1,700 Pounds of Dining Dishes Go Unreturned

Middlebury dining halls generally accommodate students’ desires to eat where they want. Whether that means taking plates of food outside when it is sunny, eating in Proctor Lounge or deciding to take food back to a dorm room, students have freedom to dine where they choose.

College staff say that oftentimes students abuse this privilege, creating a nightmare scenario for custodians in the process. Many students opt to abandon dirty plates and silverware in dorm bathrooms, hallways and kitchens. Some students even throw dirty dishes in the trash.

Missy Beckwith, the associate director of Facilities Services, said that this is a persistent problem that adds significant unpleasant work for staff who end up collecting dishes from residential spaces.

“These dishes tend to attract bugs and rodents and begin to smell,” she said. “So, while it is not expected that custodial teams return the dishes or even pick them up, they do.”

Cindy Webb, a custodian who works in Hadley Hall, said she leaves whatever dishes she may find for a few days to see if a student will pick them up before she does so herself. Webb also confirmed that she often finds dishes in the trash, even though she works in a dorm attached to Ross Dining Hall.

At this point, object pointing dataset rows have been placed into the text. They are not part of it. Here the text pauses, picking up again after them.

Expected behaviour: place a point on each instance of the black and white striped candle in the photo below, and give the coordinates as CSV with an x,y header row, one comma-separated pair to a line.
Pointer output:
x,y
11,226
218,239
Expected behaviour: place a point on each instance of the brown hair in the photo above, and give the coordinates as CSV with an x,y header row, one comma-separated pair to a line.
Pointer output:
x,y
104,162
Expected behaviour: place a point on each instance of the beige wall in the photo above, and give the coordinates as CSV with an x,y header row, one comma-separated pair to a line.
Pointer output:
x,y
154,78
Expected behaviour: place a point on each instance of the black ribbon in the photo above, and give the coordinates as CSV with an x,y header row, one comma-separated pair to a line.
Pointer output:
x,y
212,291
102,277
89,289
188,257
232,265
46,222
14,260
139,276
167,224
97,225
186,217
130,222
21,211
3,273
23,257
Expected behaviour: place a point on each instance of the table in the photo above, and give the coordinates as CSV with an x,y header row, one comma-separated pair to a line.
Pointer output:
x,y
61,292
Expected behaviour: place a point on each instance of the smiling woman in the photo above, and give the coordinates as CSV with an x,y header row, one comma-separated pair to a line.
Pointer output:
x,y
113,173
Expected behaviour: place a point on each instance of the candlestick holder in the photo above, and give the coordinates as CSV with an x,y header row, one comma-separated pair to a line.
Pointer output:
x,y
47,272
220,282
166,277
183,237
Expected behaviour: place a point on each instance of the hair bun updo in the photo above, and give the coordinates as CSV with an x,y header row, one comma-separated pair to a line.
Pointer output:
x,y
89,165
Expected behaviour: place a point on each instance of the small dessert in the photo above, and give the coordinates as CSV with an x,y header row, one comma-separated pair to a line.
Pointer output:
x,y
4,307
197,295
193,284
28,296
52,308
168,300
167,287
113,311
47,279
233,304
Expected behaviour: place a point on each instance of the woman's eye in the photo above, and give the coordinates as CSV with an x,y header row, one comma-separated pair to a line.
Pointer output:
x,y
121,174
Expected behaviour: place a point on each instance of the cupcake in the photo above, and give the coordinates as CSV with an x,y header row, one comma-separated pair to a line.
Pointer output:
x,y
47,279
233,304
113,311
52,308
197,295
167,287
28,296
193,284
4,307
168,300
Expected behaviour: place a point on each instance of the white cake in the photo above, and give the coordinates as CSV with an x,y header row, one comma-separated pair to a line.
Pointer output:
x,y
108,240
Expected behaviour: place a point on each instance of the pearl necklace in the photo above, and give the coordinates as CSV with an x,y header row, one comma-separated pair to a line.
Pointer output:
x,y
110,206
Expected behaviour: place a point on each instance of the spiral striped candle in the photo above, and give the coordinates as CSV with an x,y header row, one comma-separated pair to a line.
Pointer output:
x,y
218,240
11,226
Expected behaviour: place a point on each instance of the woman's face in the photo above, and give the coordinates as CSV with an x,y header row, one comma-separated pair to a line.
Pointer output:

[pullquote speaker="Cindy Webb" photo="" align="center" background="on" border="all" shadow="on"]Just in my trash bin over in the middle of second floor Hadley, I pulled out 14 cups, two plates and a bowl in two days.[/pullquote]

“Just in my trash bin over in the middle of second floor Hadley, I pulled out 14 cups, two plates and a bowl in two days,” she said. “The last few years I felt like it had tapered off and then for whatever reason this year it’s worse again.”

Webb estimated that about 80 percent of the dishes she comes across while making her rounds in the dorms are in the garbage.

Even when custodians see dishes in the trash, Beckwith said they are not supposed to remove them for health and safety reasons.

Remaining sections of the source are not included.